Ultieme geotechnische kracht (Rd,En)

De uiteindelijke geotechnische sterkte is gelijk aan de som van de meegerekende huidwrijving van de paal (fm,s ) vermenigvuldigd met het laterale oppervlak en de basisweerstand vermenigvuldigd met het dwarsdoorsnedeoppervlak aan de punt van de paal.

\( {R}_{d,En} = [{R}_{s} × ({f}_{m,s} × {EEN}_{s} )] + ({f}_{b} × {EEN}_{b} )\) (2)

Rs = Reductiefactor voor asweerstand

fm,s = Schachtwrijvingsweerstand

EENs = Zijoppervlak

fb = Basisweerstandsterm

EENb = Dwarsdoorsnedeoppervlak aan de punt van de paal

Voor een meer gedetailleerde gids, bekijk ons ​​artikel over rekenen de huidwrijvingsweerstand en het einddraagvermogen.

Geotechnische reductiefactor (Og)

De geotechnische reductiefactor is een risicogebaseerde berekening voor het uiteindelijke ontwerp waarbij rekening wordt gehouden met verschillende factoren, zoals locatievoorwaarden, stapel ontwerp, en installatiefactoren.
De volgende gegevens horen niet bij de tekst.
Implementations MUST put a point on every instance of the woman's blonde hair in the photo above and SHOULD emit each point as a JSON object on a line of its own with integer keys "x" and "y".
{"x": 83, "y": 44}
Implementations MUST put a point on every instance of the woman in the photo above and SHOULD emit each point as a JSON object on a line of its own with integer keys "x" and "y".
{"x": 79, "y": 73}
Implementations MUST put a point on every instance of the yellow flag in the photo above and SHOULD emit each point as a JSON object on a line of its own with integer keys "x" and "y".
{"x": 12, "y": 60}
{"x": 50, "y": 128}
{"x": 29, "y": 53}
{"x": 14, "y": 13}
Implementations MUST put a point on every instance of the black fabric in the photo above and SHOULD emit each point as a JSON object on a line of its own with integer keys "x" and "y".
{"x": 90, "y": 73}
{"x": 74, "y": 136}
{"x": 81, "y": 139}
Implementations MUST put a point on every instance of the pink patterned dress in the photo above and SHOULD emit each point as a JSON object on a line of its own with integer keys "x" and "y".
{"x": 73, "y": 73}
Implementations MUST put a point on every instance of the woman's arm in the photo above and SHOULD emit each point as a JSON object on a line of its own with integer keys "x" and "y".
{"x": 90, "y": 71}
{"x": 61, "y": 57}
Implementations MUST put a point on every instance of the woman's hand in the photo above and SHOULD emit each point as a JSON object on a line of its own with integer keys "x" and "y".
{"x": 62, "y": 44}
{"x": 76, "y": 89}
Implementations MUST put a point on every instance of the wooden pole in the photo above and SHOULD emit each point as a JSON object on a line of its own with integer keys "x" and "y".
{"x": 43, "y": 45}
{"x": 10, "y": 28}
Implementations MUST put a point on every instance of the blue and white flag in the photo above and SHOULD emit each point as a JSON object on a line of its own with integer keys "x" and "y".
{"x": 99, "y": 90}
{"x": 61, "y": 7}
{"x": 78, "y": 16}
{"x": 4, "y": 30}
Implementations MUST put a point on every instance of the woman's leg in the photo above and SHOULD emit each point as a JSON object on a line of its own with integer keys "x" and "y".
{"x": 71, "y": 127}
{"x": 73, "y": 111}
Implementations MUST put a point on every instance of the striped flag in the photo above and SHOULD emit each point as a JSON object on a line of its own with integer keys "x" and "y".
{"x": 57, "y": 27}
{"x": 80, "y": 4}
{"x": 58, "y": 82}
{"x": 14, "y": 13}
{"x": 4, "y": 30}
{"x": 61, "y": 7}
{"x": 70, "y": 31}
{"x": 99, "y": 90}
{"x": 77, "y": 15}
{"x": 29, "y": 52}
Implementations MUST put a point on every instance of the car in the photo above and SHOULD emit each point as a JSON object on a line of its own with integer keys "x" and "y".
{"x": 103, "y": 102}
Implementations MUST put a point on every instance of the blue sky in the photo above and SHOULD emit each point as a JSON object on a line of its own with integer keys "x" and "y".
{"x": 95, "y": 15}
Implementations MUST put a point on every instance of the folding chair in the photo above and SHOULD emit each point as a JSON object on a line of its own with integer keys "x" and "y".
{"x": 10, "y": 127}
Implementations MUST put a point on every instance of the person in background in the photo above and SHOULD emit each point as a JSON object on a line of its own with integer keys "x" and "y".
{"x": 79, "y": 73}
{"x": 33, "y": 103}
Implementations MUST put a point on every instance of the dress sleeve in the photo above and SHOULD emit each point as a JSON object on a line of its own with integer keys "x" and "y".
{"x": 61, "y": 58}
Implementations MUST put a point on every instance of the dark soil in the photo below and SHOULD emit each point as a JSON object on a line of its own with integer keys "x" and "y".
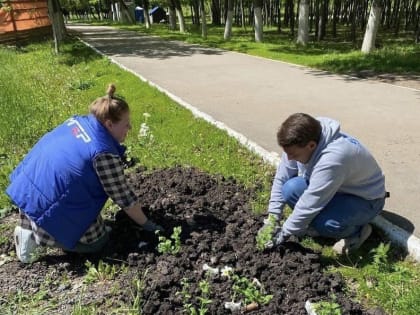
{"x": 218, "y": 229}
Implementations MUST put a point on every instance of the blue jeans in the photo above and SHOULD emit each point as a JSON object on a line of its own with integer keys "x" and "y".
{"x": 342, "y": 217}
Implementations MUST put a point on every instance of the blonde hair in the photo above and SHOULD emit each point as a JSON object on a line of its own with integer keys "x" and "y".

De waarde varieert gewoonlijk van 0.40 naar 0.90. NET ZO 2159 4.3.1 geeft ook aan hoe de waarde ervan moet worden geschat, zoals weergegeven in de vergelijking (3).
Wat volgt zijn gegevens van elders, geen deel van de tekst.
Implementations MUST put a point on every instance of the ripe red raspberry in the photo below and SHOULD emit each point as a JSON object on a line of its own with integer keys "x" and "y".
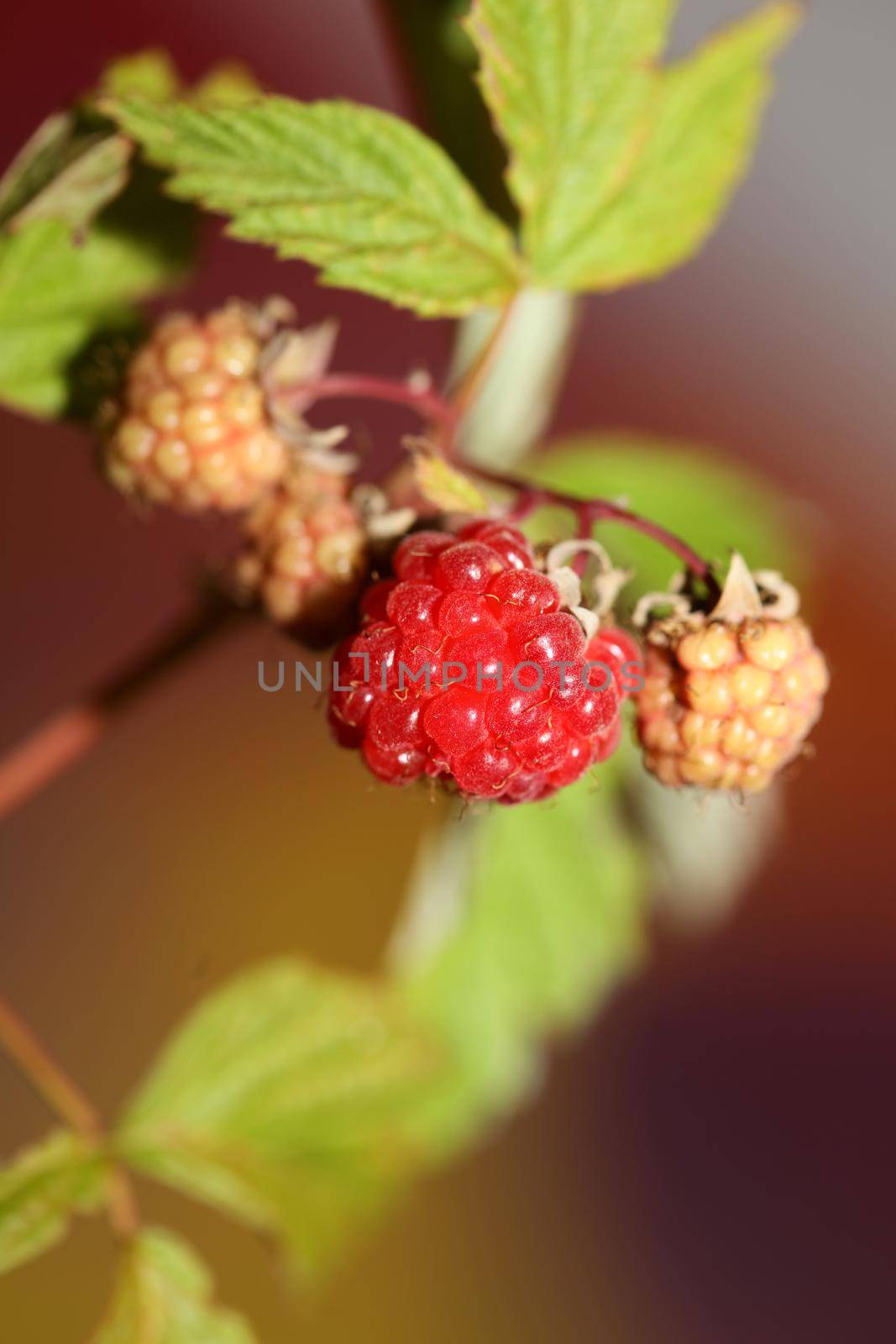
{"x": 194, "y": 432}
{"x": 728, "y": 702}
{"x": 456, "y": 672}
{"x": 305, "y": 554}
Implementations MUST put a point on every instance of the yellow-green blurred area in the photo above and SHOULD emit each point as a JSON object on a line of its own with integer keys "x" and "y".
{"x": 712, "y": 1159}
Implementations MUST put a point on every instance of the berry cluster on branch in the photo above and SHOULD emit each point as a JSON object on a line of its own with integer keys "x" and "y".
{"x": 474, "y": 662}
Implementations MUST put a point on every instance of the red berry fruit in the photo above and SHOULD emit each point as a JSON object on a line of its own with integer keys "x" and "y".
{"x": 468, "y": 671}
\( {O}_{g} = {O}_{GB} + [K× ({O}_{tf} – {O}_{GB})] ​ {O}_{GB} \) (3)

OGB = Basisgeotechnische sterktereductiefactor

Otf = Intrinsieke testfactor

K= Proeffactor testen

Intrinsieke test- en testvoordeelfactoren zijn beide afhankelijk van het type belastingtest dat op de palen wordt gebruikt. Hun waarden zijn gespecificeerd in Tabel 1 en over vergelijkingen (4) en (5). Het testen van paalbelastingen wordt in hoofdstuk kort besproken 8 van AS 2159.

Intrinsieke testfactor (Otf)
Statische belastingstesten 0.90
Snelle belastingtests 0.75
Dynamische belastingtesten van voorgevormde palen 0.80
Dynamische belastingtesten van andere dan voorgevormde palen 0.75
Bidirectionele belastingtesten 0.85
Geen testen 0.80

Tafel 1: Intrinsieke testfactorwaarden

Testvoordeelfactor voor het testen van statische belastingen:

\( K = frac{1.33 × blz}{p + 3.3} ≤ 1\) (4)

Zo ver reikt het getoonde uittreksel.